Soraya Saénz de Santamaría, por ejemplo, parece tan encantada de haberse conocido que es todo un espectáculo verla caminar hacia el escenario, o hacia el micrófono, con ese salero que Dios le ha dado como de fallera mayor cuando sale de la calle de la Paz en la ofrenda fallera para enfilar muy resuelta la plaza de la Virgen. Una vez llegada ante el atril, comienza el espectáculo propiamente dicho. No es que ladre en lugar de hablar, no, no es eso. Es peor todavía. Su amplio repertorio de mohines es lo más parecido a una actuación desacertada de una actriz de revista, y difícil resulta hacer como que no se ven sus fruncimientos labiales, sus afirmaciones de cabeza mediante los que se autoafirma, o la traca final muchas veces circunfleja de unos ojos un tanto fraguistas que siempre terminan como demandando el aplauso de los suyos al tiempo que parecen afirmar que no queda nada más que añadir, esto es, que a nadie se le ocurra abrir la boca a continuación, ni siquiera para bostezar. Basta con aplaudir la faena torera.

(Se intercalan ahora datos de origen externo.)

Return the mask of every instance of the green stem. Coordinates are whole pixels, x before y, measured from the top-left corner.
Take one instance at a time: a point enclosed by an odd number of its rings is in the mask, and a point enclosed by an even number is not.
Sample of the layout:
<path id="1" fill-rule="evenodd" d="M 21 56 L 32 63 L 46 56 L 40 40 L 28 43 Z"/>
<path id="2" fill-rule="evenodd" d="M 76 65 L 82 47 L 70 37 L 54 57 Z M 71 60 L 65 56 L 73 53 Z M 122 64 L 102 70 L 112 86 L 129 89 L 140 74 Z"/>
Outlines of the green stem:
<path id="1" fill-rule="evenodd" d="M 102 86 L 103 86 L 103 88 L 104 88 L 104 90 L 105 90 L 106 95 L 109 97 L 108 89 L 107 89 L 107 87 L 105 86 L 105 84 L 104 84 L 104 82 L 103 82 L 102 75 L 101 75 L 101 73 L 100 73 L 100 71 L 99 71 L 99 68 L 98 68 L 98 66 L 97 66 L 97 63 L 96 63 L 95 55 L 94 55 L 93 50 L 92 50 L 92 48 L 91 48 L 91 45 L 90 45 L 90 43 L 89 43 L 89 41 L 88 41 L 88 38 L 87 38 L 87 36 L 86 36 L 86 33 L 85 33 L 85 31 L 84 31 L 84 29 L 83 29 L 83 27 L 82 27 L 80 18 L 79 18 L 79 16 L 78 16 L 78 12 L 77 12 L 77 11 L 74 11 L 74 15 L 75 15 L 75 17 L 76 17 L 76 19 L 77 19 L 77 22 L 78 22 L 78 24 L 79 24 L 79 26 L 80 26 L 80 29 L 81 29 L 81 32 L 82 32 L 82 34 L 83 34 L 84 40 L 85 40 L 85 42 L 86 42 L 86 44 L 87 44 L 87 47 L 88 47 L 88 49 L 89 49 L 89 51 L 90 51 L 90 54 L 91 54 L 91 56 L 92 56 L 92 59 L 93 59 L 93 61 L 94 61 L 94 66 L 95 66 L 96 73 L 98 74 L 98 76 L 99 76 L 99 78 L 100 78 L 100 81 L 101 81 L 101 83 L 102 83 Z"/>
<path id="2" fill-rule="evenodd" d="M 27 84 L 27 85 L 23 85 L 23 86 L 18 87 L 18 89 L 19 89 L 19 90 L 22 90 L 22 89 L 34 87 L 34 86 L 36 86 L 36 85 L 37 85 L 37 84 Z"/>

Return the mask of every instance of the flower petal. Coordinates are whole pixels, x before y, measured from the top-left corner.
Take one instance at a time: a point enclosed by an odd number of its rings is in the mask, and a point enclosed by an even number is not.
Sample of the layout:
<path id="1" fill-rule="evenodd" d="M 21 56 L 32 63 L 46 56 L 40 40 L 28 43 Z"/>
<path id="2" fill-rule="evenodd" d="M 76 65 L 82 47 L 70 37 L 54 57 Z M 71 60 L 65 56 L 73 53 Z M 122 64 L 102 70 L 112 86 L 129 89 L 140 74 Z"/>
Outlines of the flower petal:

No es lo mismo, ni de lejos, una Dolores de Cospedal, aunque tampoco puede afirmarse que sea exactamente lo contrario. Más bien se complementan, como esas hermanas gemelas de parecido tal vez escaso pero innegable. Algo más recia, como buena castellana, se planta como un árbol sin hojas, y debe la fuerza de su presencia a una barbilla voluntariosa más que a una peineta que la desfigura un tanto en lo que ella es, sin olvidar una mirada que en lugar de ametrallar, bucea, como quien en vano trata de salir a flote en medio de un océano en entredicho. Y en cuanto a la emisión de su voz, siempre firme, se diría que está repitiendo como un loro las indicaciones de una clase no muy avanzada de dicción.

Y para qué vamos a seguir con estos personajes, cuando Mariano Rajoy parece un galancete algo crecido de zarzuela campechana, Alberto Fabra viene a resultar como un gerente de hotel de cuatro estrellas siempre amable y obsequioso, Francisco Camps habría quedado muy resultón como fraile en la versión en cine de El nombre de la rosa y Olivas es lo más parecido que jamás se haya visto a su propio apellido, rellena, eso sí. Con todo, verlos salir en tromba da más miedo que risa, aunque resulten patéticos, así que no se sabe si largarse de aquí para respirar un poco ante tanta cochambre pascuera o hacerse pasar por el tumbao que resuelve no levantarse de la cama. Si la tiene.